The funny part is that my little experiments didn’t lead to any groundbreaking photos. Most of them look similar unless you study them closely. But what changed was how I felt while shooting. Instead of scrolling through menus by habit, I started paying attention to what the light was actually doing. A few times I caught myself stopping mid-walk just to look at how the tone shifted as clouds passed. It sounds minor, but those pauses are exactly why I carry a camera in the first place.
What I learned, even if I’ll probably forget again
This trip taught me that understanding white balance isn’t about memorising Kelvin values or colour theory. It’s about noticing. It’s the same process that made me start with manual focus film cameras or shoot handheld at night until I figured out what worked. I’ve always learned by trial and error, by seeing what happens when you mess it up first. The incandescent astrophotography mistake proved that again. Even when it’s wrong, you still learn something.
I’m nowhere near ready to start setting custom white balance or carrying a grey card around, but thanks to Temu I have one haha. For now, it’s enough to know what each preset does and when to trust my eyes over the algorithm. It’s made me realise that photography isn’t just about exposure and composition, it’s also about colour temperature, tone, and how those small shifts change the way an image feels.
Looking back through the shots now, I can see the difference more clearly. The waterfalls look cooler and sharper than I remember, the pub scenes glow warmer, and the mountain air somehow feels visible in the light.

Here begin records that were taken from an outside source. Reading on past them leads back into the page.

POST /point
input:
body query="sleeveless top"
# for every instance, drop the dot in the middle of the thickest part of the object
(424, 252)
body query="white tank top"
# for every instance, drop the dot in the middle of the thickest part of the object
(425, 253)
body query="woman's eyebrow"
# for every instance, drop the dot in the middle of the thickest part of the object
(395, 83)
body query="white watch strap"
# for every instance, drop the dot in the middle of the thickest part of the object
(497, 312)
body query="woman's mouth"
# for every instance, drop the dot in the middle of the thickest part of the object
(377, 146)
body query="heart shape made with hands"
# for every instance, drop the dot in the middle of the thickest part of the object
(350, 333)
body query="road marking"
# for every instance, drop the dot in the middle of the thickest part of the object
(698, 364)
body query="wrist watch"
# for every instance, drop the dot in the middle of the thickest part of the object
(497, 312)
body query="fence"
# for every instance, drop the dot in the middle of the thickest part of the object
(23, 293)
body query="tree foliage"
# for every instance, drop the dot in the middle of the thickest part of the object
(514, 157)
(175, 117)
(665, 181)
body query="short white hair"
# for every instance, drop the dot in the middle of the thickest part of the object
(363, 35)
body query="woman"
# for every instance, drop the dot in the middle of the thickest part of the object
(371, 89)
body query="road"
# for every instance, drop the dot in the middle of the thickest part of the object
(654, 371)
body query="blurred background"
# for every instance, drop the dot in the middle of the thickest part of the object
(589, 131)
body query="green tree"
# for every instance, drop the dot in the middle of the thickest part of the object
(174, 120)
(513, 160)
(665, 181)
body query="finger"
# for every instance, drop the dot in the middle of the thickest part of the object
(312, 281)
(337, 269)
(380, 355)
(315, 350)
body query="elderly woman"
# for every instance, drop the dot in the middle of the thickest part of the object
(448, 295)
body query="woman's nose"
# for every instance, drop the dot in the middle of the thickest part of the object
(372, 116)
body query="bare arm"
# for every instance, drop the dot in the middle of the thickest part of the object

Even if the technical side still confuses me half the time, it’s nice to see the connection between what I saw and what the camera recorded starting to make a bit more sense.

The real takeaway
If there’s a theme running through this trip, it’s that you learn more when you let yourself experiment without worrying about the outcome. I’ve had far more complex shoots that taught me less. Between the drone at the waterfalls, the near-disaster with the Fuji, the manual reading under the stars, and Bow pressing the shutter on an eighty-four-year-old camera, it was a week of reminders. Cameras are tools, but light is the language. And white balance, as dry as it sounds, is part of learning to speak that language properly.
It’s easy to let Auto WB handle everything and tell yourself you’ll fix the tones later in Lightroom. But there’s something satisfying about choosing the warmth or coolness in the moment, trusting how it looks instead of how it should look. It makes you more aware of the real light around you rather than the version your camera assumes you want.
So if you’re like me and tend to leave white balance on auto, try turning it off for a day. Pick a preset, see what it does, and decide if it feels closer to what you actually saw. You’ll start noticing how much the camera’s interpretation can differ from your own. The technical side can come later. The main thing is to start seeing light in terms of colour, not just brightness.
As for me, I’ll take what I learned and probably forget half of it before the next trip. But that’s fine. Each time I go somewhere new, I pick up another piece of understanding. Between the rivers, the rolls of film, the drone batteries, and the countless attempts at getting light to behave, this week was one of those quietly valuable ones. And maybe that’s what photography is for me now: not chasing perfection, just paying attention.